The first date was six straight hours of wide-ranging, utterly engrossing conversation and I figured this dude had potential, although we were VERY different people. He’s a Tam-Brahm, I’m Bengali, he’s 23 and I’m 32, he is studying to be a computer engineer and I am wrapping up my literature PhD. Despite misgivings, I asked him out on a second date, which was one of the best I’ve ever had. I took him to a party, introduced him to my friends, and came back with him to my place to smoke up. We hadn’t talked about sex or hooking up, and he was a gentleman. When he finally made a tentative move on me, I was so stoned I initially didn’t even realize it *was* a move! A bunch of giggles later, I said yes, and that’s when he told me he was a virgin. Hadn’t even kissed a girl before.
Well. That came as a shock initially, but he was eager and imaginative, and as we found out, our chemistry was off the charts. I’ve been with my share of people, but M was easily one of the best in terms of mind-blowing sex and more than that, a sweet kind of intimacy.
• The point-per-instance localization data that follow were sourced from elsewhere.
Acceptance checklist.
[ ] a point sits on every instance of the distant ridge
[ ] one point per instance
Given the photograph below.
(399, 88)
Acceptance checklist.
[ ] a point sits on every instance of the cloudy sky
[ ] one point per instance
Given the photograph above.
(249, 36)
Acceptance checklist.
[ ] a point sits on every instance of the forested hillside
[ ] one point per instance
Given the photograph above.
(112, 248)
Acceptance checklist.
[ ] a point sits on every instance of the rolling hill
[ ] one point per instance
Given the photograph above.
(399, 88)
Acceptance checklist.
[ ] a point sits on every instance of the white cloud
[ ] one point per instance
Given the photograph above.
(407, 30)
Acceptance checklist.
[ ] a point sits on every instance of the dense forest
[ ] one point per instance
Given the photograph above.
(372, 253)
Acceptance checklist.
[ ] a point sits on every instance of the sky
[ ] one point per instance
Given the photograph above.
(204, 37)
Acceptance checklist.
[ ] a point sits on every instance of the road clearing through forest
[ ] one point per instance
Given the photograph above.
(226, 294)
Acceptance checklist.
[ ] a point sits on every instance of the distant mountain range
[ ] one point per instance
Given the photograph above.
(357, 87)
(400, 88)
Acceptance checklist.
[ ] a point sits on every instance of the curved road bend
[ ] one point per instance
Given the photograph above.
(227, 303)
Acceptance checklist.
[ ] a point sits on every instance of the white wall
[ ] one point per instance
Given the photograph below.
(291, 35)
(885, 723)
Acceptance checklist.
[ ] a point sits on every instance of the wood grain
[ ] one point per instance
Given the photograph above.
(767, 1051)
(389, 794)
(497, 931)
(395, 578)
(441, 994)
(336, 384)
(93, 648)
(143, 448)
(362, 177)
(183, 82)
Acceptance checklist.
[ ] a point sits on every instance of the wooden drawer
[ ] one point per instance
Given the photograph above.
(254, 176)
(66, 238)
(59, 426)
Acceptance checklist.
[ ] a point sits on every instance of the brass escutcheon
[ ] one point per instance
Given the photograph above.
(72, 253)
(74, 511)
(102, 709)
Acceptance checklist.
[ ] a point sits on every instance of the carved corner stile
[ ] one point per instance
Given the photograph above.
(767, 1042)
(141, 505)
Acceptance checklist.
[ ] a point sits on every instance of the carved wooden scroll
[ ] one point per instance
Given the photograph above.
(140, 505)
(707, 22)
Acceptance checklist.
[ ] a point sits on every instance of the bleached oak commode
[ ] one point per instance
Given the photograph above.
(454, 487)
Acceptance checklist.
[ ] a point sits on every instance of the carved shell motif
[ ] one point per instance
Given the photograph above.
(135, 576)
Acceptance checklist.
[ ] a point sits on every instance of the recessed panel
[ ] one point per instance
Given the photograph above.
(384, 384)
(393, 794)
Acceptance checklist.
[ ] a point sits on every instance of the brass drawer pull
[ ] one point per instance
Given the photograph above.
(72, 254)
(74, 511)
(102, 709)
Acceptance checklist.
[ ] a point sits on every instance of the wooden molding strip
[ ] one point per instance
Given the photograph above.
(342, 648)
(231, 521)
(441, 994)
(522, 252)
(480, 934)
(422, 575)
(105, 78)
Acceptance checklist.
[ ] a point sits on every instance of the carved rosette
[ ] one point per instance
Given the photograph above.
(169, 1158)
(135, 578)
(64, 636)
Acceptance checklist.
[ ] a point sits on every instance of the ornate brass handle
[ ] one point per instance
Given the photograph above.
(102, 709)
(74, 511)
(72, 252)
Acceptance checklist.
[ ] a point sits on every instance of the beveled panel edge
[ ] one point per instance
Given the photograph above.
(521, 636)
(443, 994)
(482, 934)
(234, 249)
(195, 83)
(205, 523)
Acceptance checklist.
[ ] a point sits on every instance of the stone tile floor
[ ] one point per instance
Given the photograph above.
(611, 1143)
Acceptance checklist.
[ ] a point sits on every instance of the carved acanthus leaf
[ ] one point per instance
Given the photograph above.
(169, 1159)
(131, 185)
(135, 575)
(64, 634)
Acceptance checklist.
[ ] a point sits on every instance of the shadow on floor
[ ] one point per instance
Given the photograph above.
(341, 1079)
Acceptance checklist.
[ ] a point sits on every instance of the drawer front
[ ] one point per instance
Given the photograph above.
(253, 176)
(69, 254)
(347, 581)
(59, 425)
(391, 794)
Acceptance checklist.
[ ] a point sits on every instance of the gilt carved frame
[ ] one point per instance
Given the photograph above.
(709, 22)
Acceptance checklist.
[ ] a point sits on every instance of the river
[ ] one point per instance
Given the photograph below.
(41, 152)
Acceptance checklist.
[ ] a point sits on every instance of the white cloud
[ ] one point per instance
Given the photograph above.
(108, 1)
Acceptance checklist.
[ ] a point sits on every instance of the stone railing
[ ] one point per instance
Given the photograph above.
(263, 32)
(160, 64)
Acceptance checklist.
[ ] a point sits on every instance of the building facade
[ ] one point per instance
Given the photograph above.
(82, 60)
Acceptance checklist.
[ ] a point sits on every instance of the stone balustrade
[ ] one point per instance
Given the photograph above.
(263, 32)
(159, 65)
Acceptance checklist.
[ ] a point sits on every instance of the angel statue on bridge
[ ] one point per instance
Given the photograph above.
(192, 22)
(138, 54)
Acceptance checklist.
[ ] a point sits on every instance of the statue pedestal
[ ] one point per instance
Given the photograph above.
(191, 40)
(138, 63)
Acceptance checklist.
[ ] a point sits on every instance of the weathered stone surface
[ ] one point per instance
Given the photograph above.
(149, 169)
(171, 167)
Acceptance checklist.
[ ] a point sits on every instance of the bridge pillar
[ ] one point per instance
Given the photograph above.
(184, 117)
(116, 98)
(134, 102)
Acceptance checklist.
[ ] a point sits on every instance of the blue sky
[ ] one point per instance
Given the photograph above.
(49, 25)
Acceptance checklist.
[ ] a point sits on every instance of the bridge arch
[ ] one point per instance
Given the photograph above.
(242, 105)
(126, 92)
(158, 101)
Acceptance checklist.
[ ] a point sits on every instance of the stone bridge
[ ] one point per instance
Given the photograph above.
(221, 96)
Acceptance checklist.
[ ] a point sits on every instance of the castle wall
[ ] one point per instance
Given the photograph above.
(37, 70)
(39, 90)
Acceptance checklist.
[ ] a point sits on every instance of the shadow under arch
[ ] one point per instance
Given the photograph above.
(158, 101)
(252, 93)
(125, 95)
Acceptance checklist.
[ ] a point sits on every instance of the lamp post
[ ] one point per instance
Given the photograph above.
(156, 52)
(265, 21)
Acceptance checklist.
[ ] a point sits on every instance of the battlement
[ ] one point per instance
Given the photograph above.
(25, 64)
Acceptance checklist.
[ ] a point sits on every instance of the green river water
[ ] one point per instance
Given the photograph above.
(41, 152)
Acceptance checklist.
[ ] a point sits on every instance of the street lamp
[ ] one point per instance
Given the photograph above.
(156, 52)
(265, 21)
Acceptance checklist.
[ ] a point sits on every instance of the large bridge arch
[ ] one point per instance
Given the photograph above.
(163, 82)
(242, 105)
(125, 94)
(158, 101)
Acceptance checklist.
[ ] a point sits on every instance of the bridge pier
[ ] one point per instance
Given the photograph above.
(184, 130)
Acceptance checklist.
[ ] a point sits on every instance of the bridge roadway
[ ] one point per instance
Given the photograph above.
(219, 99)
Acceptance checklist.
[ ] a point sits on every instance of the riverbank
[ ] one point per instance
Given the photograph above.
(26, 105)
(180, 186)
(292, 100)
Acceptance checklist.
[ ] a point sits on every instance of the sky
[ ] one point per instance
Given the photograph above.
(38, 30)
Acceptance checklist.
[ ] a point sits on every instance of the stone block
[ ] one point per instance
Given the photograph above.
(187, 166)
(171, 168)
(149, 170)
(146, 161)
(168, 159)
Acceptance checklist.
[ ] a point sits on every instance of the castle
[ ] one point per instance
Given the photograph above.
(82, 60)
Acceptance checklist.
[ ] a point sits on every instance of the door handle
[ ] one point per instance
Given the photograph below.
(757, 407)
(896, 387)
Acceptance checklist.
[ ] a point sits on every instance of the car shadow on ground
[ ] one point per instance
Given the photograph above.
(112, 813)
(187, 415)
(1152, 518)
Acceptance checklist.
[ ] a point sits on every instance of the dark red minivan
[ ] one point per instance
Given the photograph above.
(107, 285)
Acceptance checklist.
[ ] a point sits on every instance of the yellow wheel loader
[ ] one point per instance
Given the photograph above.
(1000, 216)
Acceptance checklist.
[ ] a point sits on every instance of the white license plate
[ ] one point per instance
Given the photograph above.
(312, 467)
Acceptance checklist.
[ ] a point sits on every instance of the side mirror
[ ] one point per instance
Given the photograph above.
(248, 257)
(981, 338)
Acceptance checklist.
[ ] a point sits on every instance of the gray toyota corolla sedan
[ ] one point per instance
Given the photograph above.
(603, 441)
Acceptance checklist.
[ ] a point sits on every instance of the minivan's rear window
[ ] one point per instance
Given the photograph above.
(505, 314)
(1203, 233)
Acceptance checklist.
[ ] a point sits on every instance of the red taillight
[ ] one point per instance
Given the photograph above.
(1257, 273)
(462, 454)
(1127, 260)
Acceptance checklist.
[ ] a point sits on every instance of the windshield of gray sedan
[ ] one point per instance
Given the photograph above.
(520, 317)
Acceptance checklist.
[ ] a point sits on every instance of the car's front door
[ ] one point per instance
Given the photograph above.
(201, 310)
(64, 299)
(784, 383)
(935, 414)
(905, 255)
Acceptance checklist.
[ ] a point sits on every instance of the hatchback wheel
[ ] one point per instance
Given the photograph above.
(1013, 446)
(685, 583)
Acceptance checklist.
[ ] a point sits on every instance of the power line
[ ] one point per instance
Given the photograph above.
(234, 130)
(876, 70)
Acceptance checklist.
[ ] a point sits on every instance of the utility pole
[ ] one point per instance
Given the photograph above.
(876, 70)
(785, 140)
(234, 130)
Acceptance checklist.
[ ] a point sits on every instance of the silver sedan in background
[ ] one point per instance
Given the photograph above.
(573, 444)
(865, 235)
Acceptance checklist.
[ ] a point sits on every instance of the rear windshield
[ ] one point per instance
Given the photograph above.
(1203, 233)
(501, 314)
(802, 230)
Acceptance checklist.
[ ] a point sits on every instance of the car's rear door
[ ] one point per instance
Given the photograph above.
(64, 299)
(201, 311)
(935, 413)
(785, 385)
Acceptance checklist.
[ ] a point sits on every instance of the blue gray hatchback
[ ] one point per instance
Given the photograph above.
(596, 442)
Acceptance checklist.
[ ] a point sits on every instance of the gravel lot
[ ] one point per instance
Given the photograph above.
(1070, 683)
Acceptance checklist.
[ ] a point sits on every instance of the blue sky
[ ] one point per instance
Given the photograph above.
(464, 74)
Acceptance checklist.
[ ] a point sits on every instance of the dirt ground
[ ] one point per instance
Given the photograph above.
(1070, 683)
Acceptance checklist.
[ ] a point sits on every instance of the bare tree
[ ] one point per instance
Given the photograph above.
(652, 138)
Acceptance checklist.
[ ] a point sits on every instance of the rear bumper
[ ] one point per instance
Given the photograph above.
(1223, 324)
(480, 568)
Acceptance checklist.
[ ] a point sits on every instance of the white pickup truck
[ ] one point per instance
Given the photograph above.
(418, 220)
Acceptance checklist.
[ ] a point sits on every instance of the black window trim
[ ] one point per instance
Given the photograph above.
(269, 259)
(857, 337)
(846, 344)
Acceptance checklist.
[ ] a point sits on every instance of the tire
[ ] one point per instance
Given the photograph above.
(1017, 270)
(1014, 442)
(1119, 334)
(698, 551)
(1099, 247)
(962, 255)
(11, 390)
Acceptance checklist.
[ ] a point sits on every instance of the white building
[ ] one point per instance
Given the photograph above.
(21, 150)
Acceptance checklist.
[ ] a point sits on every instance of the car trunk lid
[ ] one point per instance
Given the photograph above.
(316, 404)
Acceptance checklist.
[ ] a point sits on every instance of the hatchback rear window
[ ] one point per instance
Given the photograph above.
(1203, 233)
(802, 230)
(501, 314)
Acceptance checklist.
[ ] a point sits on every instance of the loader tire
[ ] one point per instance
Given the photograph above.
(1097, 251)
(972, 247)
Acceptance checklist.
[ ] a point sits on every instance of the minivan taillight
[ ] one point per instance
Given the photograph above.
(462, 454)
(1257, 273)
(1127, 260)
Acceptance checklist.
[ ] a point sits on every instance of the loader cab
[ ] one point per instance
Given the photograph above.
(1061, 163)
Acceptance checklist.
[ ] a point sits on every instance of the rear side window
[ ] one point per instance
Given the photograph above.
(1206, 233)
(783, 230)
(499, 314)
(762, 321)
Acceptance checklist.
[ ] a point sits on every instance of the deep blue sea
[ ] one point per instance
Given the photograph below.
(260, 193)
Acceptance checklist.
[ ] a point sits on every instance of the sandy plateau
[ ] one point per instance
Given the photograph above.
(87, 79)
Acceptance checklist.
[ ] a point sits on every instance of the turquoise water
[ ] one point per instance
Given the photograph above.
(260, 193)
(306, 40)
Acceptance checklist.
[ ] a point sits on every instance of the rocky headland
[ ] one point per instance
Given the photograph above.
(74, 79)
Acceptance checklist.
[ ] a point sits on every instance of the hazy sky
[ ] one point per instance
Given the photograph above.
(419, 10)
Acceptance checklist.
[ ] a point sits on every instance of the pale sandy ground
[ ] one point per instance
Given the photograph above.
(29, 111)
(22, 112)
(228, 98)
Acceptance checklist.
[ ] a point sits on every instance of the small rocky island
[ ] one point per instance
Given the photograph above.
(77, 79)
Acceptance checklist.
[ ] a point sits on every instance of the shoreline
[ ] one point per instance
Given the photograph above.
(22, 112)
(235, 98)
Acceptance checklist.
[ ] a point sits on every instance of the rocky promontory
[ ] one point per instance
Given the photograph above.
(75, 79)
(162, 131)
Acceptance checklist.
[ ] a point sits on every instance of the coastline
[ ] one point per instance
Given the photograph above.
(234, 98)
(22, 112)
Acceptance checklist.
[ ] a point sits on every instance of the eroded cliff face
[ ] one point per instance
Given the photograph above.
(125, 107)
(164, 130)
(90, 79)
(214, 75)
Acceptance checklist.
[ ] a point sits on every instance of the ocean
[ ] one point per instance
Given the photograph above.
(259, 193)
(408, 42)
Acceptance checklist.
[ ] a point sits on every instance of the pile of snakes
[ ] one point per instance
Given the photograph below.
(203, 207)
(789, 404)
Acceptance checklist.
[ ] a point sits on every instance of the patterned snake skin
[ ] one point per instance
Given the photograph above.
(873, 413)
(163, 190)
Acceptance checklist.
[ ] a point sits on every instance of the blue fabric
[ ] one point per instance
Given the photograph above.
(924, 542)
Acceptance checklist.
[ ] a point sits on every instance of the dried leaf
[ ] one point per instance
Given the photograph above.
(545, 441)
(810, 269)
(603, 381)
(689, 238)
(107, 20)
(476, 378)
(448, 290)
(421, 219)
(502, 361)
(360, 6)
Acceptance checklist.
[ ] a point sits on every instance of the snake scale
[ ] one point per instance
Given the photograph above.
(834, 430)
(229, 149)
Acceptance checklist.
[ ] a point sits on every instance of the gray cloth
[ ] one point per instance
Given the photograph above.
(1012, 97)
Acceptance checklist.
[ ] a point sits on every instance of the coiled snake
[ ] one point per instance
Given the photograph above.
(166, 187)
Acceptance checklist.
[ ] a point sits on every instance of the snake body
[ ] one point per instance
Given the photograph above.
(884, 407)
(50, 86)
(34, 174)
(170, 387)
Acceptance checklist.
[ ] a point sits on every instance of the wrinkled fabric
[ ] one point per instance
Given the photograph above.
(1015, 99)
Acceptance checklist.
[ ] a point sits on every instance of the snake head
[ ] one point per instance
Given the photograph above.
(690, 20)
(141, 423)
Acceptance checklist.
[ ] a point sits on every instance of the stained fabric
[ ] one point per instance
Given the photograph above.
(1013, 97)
Lying in his arms watching torrential rains outside and talking all night—I still get goosebumps at the memory.
In a few short weeks, we knew each other’s bodies inside and out, did things in bed and outside it (My first experience in a public place, ahem). We were getting closer and closer without even realizing it. We didn’t discuss emotions, though—the idea was that we were dating, but not yet in a relationship. But it was tender and wonderful and exciting as all the hells.
I guess it was too good to last. Five weeks in, we had our first big fight over a Whatsapp chat misunderstanding—two days of awfulness, that I wanted out of the way, and so we talked some more. That’s when he told me he had decided to end it, try to be “just friends” instead. I had hurt him, and he didn’t know how to move past it. But more importantly, the mindfuck he experienced during/after the fight led him to realize he was falling for me big-time. And that was a dealbreaker for him. I’m a non-vegetarian atheist Bengali woman who’s 9 years older than him—his Tam-Brahm self couldn’t conceive dating me seriously long-term, with marriage and babies at the end of it, and so he’d rather not embark on it at all. Screw emotions—it had to be all or nothing.
I was aghast, frankly. Yeah, I have no interest in marriage or babies, but he is 23. T-w-e-n-t-y T-h-r-e-e. Why was he already thinking along such concrete lines, and why would he throw away a year’s happiness (at least) for this rigid conception of a settled future? Could you not have affection and connection and yes, maybe even love, for its own sake? Was it really so impossible to be with someone without a roadmap that society had etched out beforehand, before you had even had a chance to decide what you wanted your life to look like? And if it was so impossible, what were you doing on Tinder?
I guess it was impossible though, for him at least. So we broke up.
And now we’re trying to figure out how we can be “just friends,” when all this time, we had been friends, but also so much more. I’m telling myself it’s for the best, that our attitudes towards life and living are ultimately incompatible. But I keep wishing it had not ended so unexpectedly, so abruptly. More fool me—turns out that I’m a sucker for possibilities, after all.”